The tweet is phrased like a smackdown, but since what he’s saying doesn’t make much sense, it provokes confusion, not laughter. He lights the fuse, but the powder is wet. Meanwhile, check out his pandering opinions4u about #feminism.
#FEDORAS #DOUCHEBROS #SOLIDARITY #AMIRITELADIES #BEYONCE #JUSTCLICKTHERETWEETBUTTONPLEASE
As noted, he is a big fan of science…or is he? I sometimes wonder about these “SCIENCE IS FUCKING AWESOME” people. Do they really care that much? Or is it just a badge of identity, like how skinheads wear Doc Martens? Is their professed love of science just a way of feeling special and erudite and above all the other jackoffs regurgitating “rebellious” opinions online that are actually not very rebellious at all? Not that Luke McKinney would feel the need to do anything of the sort.

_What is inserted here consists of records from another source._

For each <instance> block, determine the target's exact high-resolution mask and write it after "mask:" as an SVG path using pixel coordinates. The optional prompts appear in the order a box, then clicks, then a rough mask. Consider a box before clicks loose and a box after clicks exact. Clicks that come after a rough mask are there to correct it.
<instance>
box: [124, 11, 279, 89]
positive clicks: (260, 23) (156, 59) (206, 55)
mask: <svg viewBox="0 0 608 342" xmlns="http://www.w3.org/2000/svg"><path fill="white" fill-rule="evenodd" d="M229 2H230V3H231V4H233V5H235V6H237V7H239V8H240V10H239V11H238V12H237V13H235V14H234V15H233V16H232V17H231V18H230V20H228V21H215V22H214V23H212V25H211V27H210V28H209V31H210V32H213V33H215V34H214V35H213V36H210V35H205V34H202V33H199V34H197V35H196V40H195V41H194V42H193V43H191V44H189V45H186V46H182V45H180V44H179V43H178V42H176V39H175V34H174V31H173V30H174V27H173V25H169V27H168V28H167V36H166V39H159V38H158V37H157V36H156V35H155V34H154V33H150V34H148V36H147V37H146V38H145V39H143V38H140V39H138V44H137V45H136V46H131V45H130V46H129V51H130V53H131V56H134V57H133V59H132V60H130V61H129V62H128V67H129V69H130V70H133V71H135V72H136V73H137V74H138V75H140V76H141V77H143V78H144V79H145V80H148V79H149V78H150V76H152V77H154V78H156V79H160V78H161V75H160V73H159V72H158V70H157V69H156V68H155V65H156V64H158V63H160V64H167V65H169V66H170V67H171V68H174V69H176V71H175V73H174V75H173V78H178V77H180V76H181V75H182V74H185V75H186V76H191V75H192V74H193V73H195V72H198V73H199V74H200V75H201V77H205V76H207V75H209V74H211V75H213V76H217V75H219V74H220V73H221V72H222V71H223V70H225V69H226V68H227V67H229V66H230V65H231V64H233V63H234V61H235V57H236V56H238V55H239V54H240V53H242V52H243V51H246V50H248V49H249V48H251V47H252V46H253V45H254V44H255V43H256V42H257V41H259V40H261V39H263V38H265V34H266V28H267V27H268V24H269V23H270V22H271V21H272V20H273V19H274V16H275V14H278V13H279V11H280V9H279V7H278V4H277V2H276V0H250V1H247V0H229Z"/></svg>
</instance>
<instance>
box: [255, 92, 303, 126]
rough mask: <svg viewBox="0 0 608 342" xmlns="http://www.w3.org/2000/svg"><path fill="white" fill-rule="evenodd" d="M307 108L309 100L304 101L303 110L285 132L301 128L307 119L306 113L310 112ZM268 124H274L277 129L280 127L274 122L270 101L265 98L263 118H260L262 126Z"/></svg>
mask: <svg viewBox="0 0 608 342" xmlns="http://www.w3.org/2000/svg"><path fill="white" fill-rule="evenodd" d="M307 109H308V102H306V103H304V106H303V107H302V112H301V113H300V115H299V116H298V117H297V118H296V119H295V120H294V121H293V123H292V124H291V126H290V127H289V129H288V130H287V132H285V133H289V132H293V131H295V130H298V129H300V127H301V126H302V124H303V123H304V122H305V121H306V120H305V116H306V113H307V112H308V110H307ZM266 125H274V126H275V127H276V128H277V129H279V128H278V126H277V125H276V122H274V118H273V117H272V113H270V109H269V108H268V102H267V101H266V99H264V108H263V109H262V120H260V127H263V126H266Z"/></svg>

On the positive side, reading his twitter keeps you a safe OH&S-regulated distance from his articles…and his Oscar Wilde worthy prose…
Research lets you turn your soul into a fascination engine, consuming the output of human intelligence, living and breathing the very pinnacle of human progress. Then reaching out to push it a little bit further.
It lets you “breathe” the “pinnacle” of something, does it? I hope science is FUCKING AWESOME enough to drop a space rock on your head, fag.